In the School Committee race, Asckhenasy finished in last place by a large margin out of four candidates for three seats.

‘A different ball game’

Raul Fernandez, a former progressive member of the Select Board and current executive director of the nonprofit Brookline for Racial Justice and Equity, agreed that there has been a rightward push in recent years in town politics.

“What we’ve seen is a coming together of the right and center right in Brookline with the center left,” he said.

He attributes that change in part to the divisiveness of housing policy debates, which have dominated Town Meeting and overall Brookline politics over the last few years, most recently as the town worked to pass a major rezoning of Harvard Street in line with the state’s MBTA Communities Act,  which requires more multi-family zoning in communities with public transit.

“Before that, some of the biggest bills were around the environment,” said Fernandez, who served on the board from 2019 to 2022. “There’s strong unanimity around supporting efforts to mitigate climate change. Around housing, it’s a different ball game.”

While two rival housing advocacy groups came to an unexpected agreement on the rezoning last year, differences over housing policy remain an animating factor for candidates and voters in town government.

One bright spot for Brookline progressives was the election of Kimberley Richardson, who won a seat on the Brookline Housing Authority Board of Commissioners in her second try for the position. She narrowly lost her bid last year to incumbent Sue Cohen, a lawyer who specializes in public housing.

Richardson, a resident of Brookline public housing and a Town Meeting member involved with several local organizations, ran on a combination of her lived experience and ability to navigate Brookline’s political structures.

Town Meeting results

In Town Meeting, the town’s legislative body where around 90 seats were up for election on Tuesday, campaigning is often more personal as candidates can win their precinct with just a few hundred total votes.

“At the Town Meeting level, you have to be really careful about extrapolating too much. The details of each race are different,” said State Rep. Tommy Vitolo, a longtime Town Meeting member. “The local details really shape the outcome in ways that demonstrate that the act of campaigning matters.”

However, in Town Meeting contests, as in the town-wide races, the power of incumbency often prevailed.

In contested races, 89% of incumbents won re-election, while just 46% of non-incumbent candidates were successful, according to data compiled by several Town Meeting members and reviewed for accuracy by Brookline.News.

“Based on the research I’ve seen, the biggest determining factor in whether someone decides to vote for a candidate is whether they’ve voted for that candidate before,” said Lebovitz, a Town Meeting member in Precinct 8, the only precinct he won in his unsuccessful bid for Select Board.

Brookline by Design, which advocates for a robust planning process and opposes haphazard growth and development, saw 75% of its 69 endorsed candidates win.

Brookline for Everyone, which advocates for more multifamily housing, saw 70% of its 63 endorsed candidates win.

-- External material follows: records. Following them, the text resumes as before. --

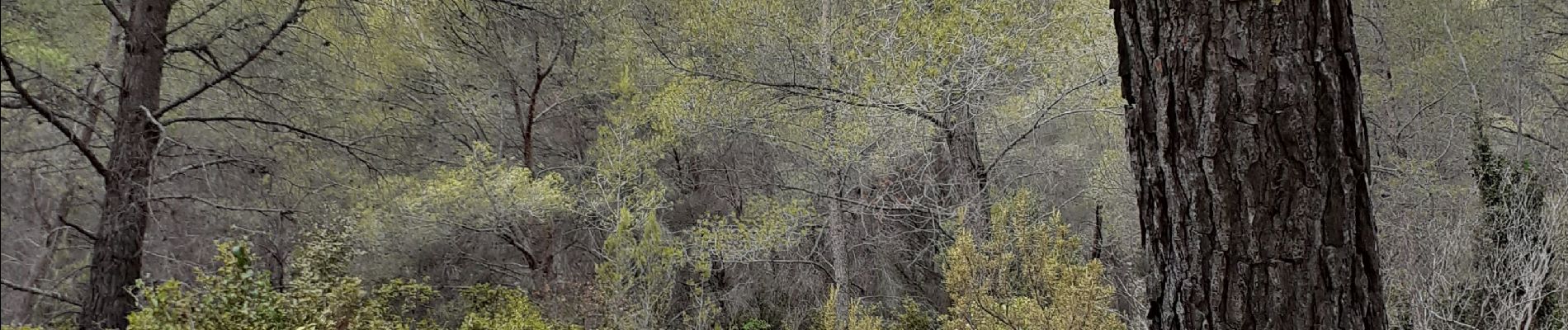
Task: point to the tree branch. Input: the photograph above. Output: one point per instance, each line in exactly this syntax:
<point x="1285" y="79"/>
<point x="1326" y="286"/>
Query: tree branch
<point x="49" y="115"/>
<point x="83" y="232"/>
<point x="294" y="15"/>
<point x="52" y="295"/>
<point x="226" y="207"/>
<point x="350" y="148"/>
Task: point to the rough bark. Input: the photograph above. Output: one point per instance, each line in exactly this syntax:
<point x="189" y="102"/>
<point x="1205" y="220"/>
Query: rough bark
<point x="838" y="227"/>
<point x="1249" y="144"/>
<point x="116" y="254"/>
<point x="960" y="167"/>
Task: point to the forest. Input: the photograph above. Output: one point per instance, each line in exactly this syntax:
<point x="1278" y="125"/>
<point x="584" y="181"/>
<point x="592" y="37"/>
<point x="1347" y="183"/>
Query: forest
<point x="780" y="165"/>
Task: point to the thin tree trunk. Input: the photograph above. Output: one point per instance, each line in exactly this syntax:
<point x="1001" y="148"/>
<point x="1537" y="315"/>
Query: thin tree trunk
<point x="963" y="172"/>
<point x="838" y="230"/>
<point x="116" y="254"/>
<point x="1250" y="152"/>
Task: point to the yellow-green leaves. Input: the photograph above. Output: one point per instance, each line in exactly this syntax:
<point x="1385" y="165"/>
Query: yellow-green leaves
<point x="485" y="191"/>
<point x="639" y="271"/>
<point x="503" y="309"/>
<point x="764" y="227"/>
<point x="1027" y="276"/>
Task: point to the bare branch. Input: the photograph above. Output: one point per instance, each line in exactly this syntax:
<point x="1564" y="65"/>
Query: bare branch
<point x="294" y="15"/>
<point x="83" y="232"/>
<point x="167" y="177"/>
<point x="350" y="148"/>
<point x="52" y="295"/>
<point x="226" y="207"/>
<point x="49" y="115"/>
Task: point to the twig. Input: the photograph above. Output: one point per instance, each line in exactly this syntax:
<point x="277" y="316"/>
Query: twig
<point x="52" y="295"/>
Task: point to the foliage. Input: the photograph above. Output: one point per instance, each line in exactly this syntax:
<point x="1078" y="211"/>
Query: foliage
<point x="239" y="296"/>
<point x="639" y="272"/>
<point x="503" y="309"/>
<point x="860" y="316"/>
<point x="1029" y="276"/>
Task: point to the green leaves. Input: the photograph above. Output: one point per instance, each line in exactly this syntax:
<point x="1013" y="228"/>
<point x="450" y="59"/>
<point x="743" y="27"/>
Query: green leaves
<point x="1027" y="276"/>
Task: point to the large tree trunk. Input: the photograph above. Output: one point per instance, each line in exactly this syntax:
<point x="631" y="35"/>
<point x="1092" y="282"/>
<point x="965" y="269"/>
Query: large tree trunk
<point x="116" y="254"/>
<point x="1249" y="146"/>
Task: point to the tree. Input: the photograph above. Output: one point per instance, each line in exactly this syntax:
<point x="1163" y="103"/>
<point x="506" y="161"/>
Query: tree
<point x="139" y="132"/>
<point x="1250" y="152"/>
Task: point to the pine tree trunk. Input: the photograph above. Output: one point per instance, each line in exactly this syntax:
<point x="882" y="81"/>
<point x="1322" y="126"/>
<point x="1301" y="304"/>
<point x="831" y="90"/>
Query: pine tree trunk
<point x="1249" y="146"/>
<point x="116" y="254"/>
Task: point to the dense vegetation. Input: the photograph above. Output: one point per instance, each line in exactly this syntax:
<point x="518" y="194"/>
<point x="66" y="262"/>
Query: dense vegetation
<point x="717" y="165"/>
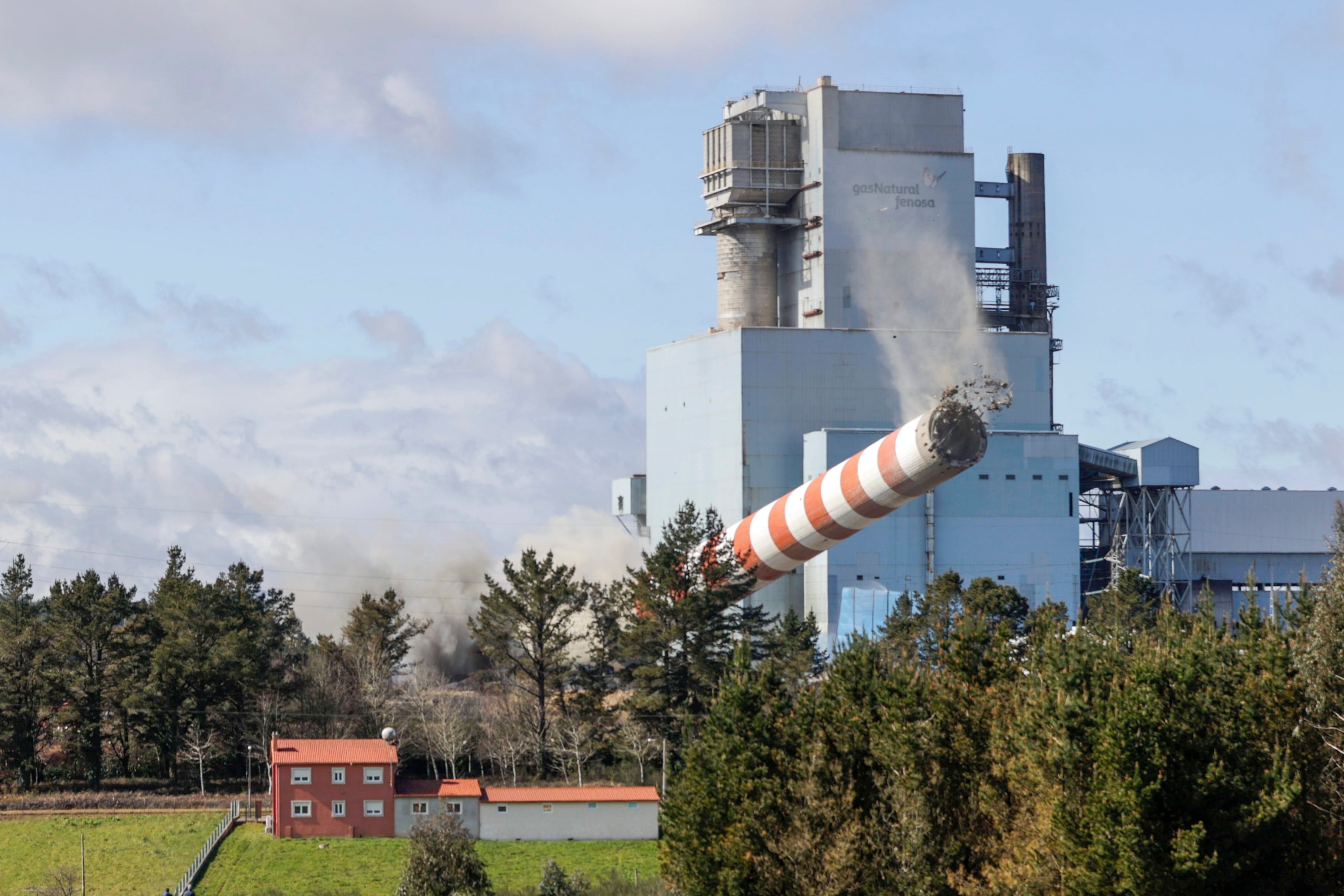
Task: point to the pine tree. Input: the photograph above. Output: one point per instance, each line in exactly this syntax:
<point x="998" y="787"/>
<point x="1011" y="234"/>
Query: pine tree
<point x="378" y="631"/>
<point x="793" y="644"/>
<point x="25" y="672"/>
<point x="441" y="860"/>
<point x="526" y="629"/>
<point x="683" y="618"/>
<point x="92" y="636"/>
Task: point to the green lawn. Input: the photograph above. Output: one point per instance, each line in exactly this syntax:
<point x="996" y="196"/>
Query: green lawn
<point x="124" y="855"/>
<point x="251" y="863"/>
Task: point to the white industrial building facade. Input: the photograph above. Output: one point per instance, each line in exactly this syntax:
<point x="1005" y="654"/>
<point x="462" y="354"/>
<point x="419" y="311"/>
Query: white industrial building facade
<point x="850" y="297"/>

The Brookline Equity Coalition, which supports candidates who the group says will support “material, systemic change for racial, social, environmental, and economic justice in Brookline” saw 67.5% of its 40 endorsed candidates win seats.

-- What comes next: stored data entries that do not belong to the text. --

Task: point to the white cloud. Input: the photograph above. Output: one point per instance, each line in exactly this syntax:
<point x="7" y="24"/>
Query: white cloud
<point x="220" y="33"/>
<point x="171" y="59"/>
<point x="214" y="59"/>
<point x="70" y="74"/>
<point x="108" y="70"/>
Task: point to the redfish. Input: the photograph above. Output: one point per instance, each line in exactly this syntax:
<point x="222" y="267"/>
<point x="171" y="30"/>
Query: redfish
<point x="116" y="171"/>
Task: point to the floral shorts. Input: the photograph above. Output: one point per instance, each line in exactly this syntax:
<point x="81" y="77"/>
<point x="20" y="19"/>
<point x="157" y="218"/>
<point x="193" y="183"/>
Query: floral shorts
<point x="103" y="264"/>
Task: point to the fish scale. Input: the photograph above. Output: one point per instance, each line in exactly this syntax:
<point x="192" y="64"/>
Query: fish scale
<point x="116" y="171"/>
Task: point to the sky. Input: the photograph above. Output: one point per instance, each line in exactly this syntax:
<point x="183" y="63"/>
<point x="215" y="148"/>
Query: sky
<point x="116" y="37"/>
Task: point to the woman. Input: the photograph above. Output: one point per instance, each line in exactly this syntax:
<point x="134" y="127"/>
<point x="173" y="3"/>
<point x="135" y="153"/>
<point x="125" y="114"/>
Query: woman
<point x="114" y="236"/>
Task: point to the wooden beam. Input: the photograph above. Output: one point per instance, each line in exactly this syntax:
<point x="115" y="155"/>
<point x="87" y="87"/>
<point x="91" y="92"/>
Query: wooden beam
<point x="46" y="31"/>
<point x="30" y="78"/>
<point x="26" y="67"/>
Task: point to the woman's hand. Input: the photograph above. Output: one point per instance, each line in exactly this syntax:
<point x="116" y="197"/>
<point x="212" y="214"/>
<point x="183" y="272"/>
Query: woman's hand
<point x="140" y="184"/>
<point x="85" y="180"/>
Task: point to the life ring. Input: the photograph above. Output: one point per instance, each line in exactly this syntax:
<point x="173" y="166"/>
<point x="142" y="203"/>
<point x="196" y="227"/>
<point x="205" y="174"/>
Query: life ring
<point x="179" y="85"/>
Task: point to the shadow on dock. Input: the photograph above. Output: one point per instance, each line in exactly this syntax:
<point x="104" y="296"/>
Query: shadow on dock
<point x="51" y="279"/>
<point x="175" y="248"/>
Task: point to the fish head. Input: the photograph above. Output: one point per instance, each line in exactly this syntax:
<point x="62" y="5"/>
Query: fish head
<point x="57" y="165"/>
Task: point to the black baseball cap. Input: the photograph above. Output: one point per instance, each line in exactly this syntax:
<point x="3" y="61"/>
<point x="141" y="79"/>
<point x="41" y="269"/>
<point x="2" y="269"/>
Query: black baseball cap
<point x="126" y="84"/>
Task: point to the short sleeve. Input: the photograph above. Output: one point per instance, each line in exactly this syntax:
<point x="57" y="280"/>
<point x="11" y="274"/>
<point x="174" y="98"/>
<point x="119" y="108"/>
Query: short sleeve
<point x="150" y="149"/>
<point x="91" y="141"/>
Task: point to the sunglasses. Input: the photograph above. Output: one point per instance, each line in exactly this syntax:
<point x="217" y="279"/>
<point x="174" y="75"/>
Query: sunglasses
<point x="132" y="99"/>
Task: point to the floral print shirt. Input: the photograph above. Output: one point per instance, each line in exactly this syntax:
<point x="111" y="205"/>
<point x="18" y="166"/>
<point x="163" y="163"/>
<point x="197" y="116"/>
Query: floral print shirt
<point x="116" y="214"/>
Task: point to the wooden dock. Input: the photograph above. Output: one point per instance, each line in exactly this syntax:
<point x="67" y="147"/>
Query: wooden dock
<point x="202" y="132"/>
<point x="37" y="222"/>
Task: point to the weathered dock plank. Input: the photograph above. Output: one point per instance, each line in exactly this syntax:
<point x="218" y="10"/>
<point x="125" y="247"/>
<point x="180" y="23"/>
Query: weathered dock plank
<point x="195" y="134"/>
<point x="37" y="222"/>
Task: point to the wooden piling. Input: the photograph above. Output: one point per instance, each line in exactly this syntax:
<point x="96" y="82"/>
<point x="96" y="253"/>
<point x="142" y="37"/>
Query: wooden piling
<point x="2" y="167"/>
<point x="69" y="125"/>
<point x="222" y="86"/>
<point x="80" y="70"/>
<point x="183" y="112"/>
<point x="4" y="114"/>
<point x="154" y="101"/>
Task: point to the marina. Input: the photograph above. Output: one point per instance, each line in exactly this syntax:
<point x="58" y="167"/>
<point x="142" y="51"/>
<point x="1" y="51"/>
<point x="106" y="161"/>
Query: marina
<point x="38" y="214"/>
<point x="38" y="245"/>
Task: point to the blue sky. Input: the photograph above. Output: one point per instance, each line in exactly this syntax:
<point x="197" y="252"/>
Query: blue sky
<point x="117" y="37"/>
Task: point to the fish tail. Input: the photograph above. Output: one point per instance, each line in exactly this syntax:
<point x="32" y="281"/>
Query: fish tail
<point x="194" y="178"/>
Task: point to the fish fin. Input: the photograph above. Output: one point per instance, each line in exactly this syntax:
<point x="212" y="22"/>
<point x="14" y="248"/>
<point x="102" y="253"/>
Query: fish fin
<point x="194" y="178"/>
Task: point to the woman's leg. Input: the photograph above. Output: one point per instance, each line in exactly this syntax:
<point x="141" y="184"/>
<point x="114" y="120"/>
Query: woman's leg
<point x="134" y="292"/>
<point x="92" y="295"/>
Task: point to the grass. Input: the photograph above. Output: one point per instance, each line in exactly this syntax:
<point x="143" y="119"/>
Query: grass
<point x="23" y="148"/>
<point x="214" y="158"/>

Brookline PAX, formed in the 1960s as an anti-war advocacy organization, which in recent years has supported more moderate candidates for office, endorsed 80 candidates, and 86% of them won.

A low turnout year

Overall turnout in Tuesday’s election was 9,845, down from last year’s town election, which saw more than 12,500 votes cast.

The major difference was the inclusion last year of controversial ballot questions on raising taxes to rebuild the Pierce School and to help fund schools and town government.

“Voters show up when the outcome that affects them is right there in front of them in the ballot,” said Vitolo. “Elections with tax questions are always going to poll higher. Elections where the quality of my neighborhood school is on the ballot are always going to poll higher.”